As the internet becomes the default communication platform, the disadvantages of being offline increase. An individual’s digital engagement also depend on his/her digital literacy level, which includes embracing the potential advantages of staying connected with the rest of the world including serious concerns about security and safety. The manner in which common people engage over the internet largely depends on their skillsets and the confidence with the technology. While the internet has the potential of bridging the information asymmetry and providing a platform for real-time communication, it has certain potential adversities. Hoaxes, internet scams, viruses and various forms of cyber-crime can pose significant threats to vulnerable sections.

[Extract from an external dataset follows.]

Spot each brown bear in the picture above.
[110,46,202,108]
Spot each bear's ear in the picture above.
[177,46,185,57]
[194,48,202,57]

2degrees can tie up with regulatory authorities such as the Internet Service Providers Association of New Zealand (ISPANZ) and the Telecommunications Carriers' Forum (TCF), and come up with digital literacy campaigns for the minors, women and senior citizens, who may be reluctant to access the internet due to certain concerns. Digital kiosks can be set up with the help of policymakers that can involve these people and distribute literature to make them aware of the safety and security concerns while engaging them meaningfully on the internet. These methods will also help 2degrees to generate awareness for its products and services and gain new customers.